As a side note, the ability for a wealthier person to feel comfortable staying fully invested is a part of why "the rich get richer" faster than those less well off - contributing to income inequality. Not to argue that makes the wealthy bad - but it helps to remember what it's like to not have financial stability.

Carl said...

M2 stock growth (whether seen from the velocity or demand perspective or whatever) has been clearly decoupling from underlying nominal GDP growth for a while (an unprecedented trend which simply accelerated during the recent Covid epsiode).
This money-growth decoupling has been accompanied by a fairly well correlated decoupling between asset prices, household net worth and underlying income measures.
What does it mean (for now and the relevant investment future)?

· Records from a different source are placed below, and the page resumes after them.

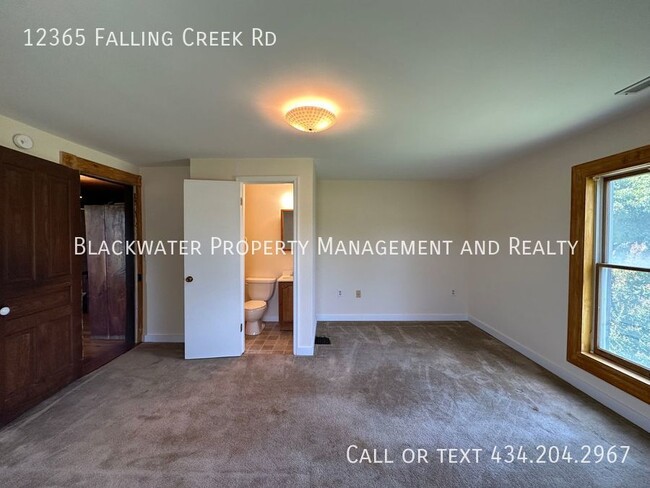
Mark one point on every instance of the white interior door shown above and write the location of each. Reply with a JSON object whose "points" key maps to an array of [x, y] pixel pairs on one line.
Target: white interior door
{"points": [[214, 282]]}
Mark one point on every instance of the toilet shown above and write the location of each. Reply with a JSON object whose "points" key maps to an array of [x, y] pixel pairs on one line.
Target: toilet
{"points": [[259, 291]]}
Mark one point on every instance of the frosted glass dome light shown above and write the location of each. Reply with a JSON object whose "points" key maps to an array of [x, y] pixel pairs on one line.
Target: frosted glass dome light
{"points": [[310, 118]]}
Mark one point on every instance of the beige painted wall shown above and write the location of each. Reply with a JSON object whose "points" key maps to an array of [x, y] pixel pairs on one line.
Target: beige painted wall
{"points": [[47, 146], [392, 287], [523, 300], [303, 170], [163, 220], [262, 219]]}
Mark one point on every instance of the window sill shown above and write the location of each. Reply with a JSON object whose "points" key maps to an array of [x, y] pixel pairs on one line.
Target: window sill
{"points": [[614, 374]]}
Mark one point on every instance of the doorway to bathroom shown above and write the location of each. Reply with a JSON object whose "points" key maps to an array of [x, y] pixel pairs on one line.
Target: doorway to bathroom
{"points": [[269, 263]]}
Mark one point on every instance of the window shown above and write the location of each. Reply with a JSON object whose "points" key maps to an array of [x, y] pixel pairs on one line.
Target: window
{"points": [[609, 276]]}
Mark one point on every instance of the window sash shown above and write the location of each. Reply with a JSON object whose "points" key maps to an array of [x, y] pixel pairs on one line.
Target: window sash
{"points": [[601, 257]]}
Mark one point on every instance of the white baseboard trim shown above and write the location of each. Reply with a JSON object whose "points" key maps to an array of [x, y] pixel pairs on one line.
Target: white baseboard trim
{"points": [[396, 317], [164, 338], [623, 410], [305, 351]]}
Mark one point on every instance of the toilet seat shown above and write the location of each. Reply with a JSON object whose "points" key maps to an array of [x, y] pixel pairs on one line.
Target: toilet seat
{"points": [[254, 304]]}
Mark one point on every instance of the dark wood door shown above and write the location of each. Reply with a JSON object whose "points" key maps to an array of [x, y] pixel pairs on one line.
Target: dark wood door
{"points": [[107, 282], [40, 337]]}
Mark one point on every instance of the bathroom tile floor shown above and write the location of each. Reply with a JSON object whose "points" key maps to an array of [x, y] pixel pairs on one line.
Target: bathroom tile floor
{"points": [[272, 340]]}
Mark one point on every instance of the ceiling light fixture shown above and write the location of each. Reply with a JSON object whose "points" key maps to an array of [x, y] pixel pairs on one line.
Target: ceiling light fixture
{"points": [[310, 118]]}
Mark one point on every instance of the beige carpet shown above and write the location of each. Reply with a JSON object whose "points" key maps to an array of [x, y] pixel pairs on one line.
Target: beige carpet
{"points": [[152, 419]]}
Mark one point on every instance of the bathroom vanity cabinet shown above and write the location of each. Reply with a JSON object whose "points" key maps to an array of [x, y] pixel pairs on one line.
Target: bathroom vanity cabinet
{"points": [[285, 303]]}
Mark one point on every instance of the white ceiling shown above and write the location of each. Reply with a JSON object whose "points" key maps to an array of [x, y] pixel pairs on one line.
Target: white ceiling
{"points": [[427, 89]]}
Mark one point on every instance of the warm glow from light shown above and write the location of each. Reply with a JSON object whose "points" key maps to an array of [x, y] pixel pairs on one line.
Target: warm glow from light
{"points": [[310, 102], [286, 201], [309, 118]]}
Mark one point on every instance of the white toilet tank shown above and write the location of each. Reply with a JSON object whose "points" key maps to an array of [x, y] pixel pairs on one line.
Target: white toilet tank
{"points": [[260, 288]]}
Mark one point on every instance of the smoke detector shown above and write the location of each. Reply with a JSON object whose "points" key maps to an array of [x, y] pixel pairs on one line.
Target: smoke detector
{"points": [[636, 87]]}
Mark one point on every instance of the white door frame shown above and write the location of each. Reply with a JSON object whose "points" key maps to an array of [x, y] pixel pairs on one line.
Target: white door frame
{"points": [[270, 180]]}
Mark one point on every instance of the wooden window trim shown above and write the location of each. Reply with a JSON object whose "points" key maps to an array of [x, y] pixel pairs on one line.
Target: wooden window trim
{"points": [[582, 271], [97, 170]]}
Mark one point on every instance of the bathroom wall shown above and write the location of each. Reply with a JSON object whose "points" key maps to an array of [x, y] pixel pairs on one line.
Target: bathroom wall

Excessive expansion (money supply growing faster than underlying economy) of money supply (including adjusted for outside money growth) has very strongly tended to erode purchasing power. But it's not the voyage, at this part of the juncture, that i'm interested about, it's the destination.

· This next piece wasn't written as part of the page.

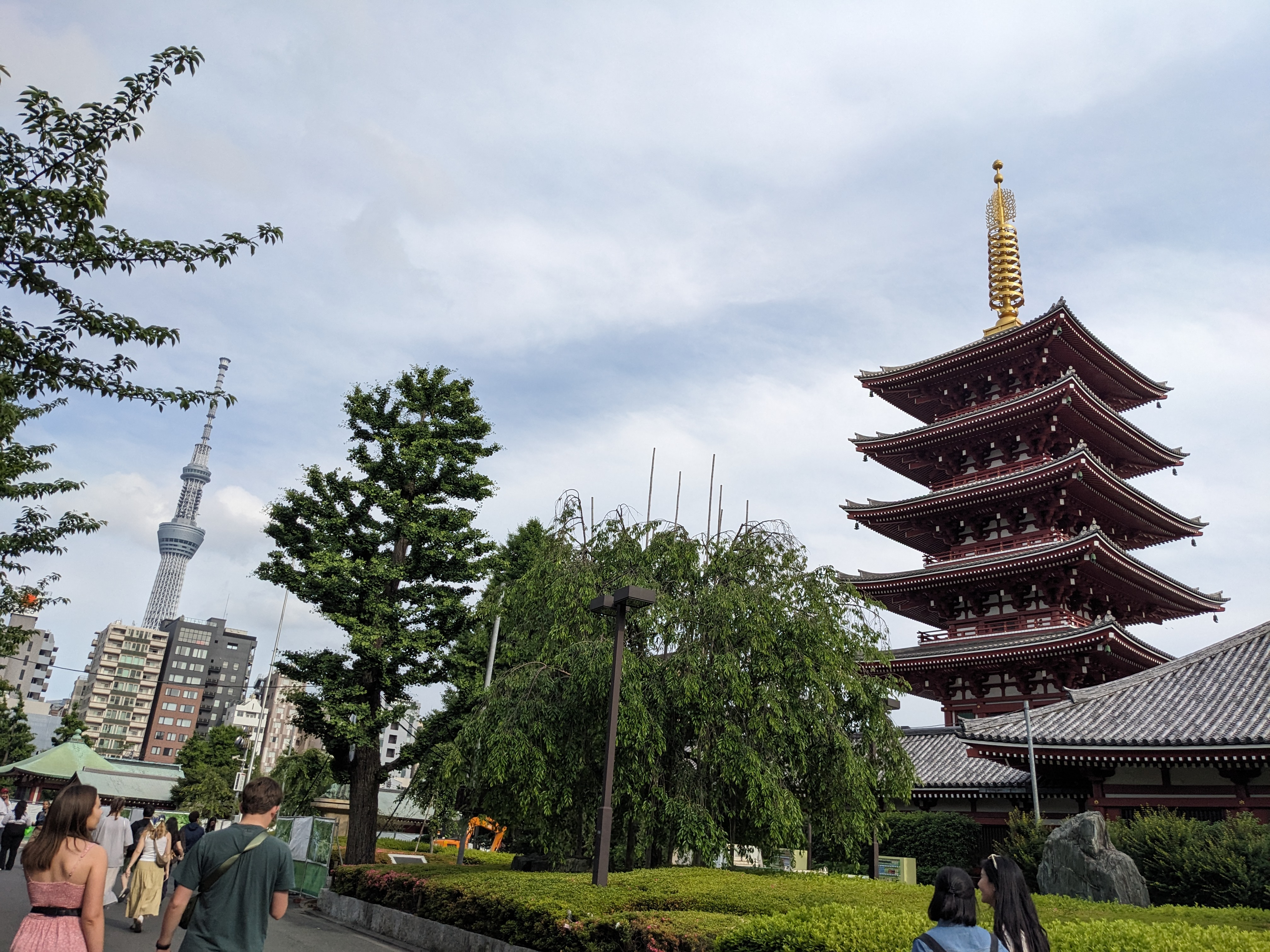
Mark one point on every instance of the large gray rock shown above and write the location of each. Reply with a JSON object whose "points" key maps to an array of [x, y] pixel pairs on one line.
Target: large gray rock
{"points": [[1080, 861]]}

i'd like to resolve this on a first principles basis (like Elon Musk) but i'm too stupid and have to rely on some historical analogies. Reading about the US investment landscape of 1837-1843 is being helpful, at least it seems, on the surface.

Fred said...

I think Randy is exactly right about how much cash to hold, and I would say that if I were cross-examining Scott on the witness stand, I would object to his answer as being "non-responsive." If Scott has a net worth of $20MM and he lives well below his means, he could certainly stand to lose 50% of his net worth and live off the reduced dividends of his stock portfolio without selling any stock until the market recovers. The rest of us probably need more cash to weather such storms to avoid selling stock in a bear market to make ends meet. I have enough cash to last 5 years to live comfortably so I don't have to sell any of my stocks during a prolonged bear market. If there is a bear market correction in the next year or two I will probably buy some additional stocks but right now my retirement portfolio is 80% stock funds and 20% short term bond fund (Stable Principal). I'm about to turn 60.

ebg investor said...

Randy and Scott -
Thank you for sharing your investment decisions. This blog is unique with openly sharing deep economic knowledge and connecting it to personal investments. In many ways it defines my likely successful fundamental investment strategy, which doesn't come naturally for an immigrant from former USSR. Thank you Scott for your time running this valuable education blog.